Dr. Edward J. Bednar: What Fraxel laser is going to do is it's going to inductively stimulate collagen and elastin. It will thicken up the skin. It's going to also provide a little bit more resiliency to the skin, a little bit more elasticity. It'll also clean up some of the pigmentary changes that I've seen. So, it's a very beneficial treatment. We do use a little bit of a topical anesthetic on this to make it more comfortable. There are three settings, a low, medium, and high. This is based on the patient's tolerance.

If you have any trouble at all thing . . . It has a roller tip here, which really basically . . . You can hear the machine. Creates a very nice, even application. It's almost like a feeling of pins and needles as we go across here. But how's your comfort level, Kelly?

Kelly: It's good.

Dr. Edward J. Bednar: It's good. You have any difficulty at all?

Kelly: No.

Dr. Edward J. Bednar: You may have sensitive area overlying some area of the forehead. You may have a sensitive area, say, in the upper lip. But what we're going to do is essentially . . . From that artistic standpoint, everybody knows my artistic background. I'm treating this very much like a nice little paintbrush, and we're painting the surface of her skin and inducing that collagen and elastin formation.

It's a very safe application. Because this roller tip, the laser will not fire unless it's in contact with the skin, and it only fires in the direction the two contacts of the rollers are. So, there's a safety element in here involved. You don't have the difficulties with areas of overlap. It's a nice, smooth application. As I said, very much like painting.

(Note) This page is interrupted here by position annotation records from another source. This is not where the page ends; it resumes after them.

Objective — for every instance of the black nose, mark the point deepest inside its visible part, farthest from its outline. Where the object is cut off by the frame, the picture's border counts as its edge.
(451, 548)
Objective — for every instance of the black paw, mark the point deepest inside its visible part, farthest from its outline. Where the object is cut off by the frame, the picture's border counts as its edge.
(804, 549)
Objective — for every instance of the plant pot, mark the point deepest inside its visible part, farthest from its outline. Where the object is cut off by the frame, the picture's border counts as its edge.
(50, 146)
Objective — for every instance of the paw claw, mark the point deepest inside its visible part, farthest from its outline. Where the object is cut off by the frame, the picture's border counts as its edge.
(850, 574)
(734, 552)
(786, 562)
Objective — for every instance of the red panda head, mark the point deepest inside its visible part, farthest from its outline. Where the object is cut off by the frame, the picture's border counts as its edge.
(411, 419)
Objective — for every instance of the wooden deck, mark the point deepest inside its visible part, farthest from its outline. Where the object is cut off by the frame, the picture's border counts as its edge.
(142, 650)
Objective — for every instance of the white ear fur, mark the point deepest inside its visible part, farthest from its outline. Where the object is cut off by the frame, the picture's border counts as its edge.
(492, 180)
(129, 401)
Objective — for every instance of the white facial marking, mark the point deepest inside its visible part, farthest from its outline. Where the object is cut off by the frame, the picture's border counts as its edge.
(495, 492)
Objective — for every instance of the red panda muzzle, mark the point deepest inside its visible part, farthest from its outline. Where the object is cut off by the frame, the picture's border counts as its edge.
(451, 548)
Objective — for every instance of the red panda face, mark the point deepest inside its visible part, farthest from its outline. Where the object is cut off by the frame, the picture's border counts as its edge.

Now, we go in one direction. We'll work back through the other. This gives us a good coverage. Now, effectively we may be anywhere from 15% to 20% to 25% of the surface of the skin that is being effectively induced through this laser treatment. I kind of liken it to aerating the lawn, this roller bearing kind of aerating along and creating 400 microns depths and levels, the inductive stimulants, to increase that collagen and elastin formation in your skin.

So, it's a very precise method of accomplishing it, and again, with no downtime or very little downtime if you consider this as nothing more than a little bit of a sunburn kind of effect. You can actually see now, this area that we've treated, the induction, the kind of thermal induction and the redness and kind of that sunburn kind of look. Move to her forehead.

The forehead tends to be a little bit more sensitive area for some people. We can always dial back the energy if they feel a little bit more discomfort. So, we can make it perfectly comfortable for each individual. It's an application, as I said, that occurs every two weeks. You need a little bit of time to go through a process of healing, of stimulating that collagen and elastin. That's why we say somewhere around a two-week period interval between treatment is ideal.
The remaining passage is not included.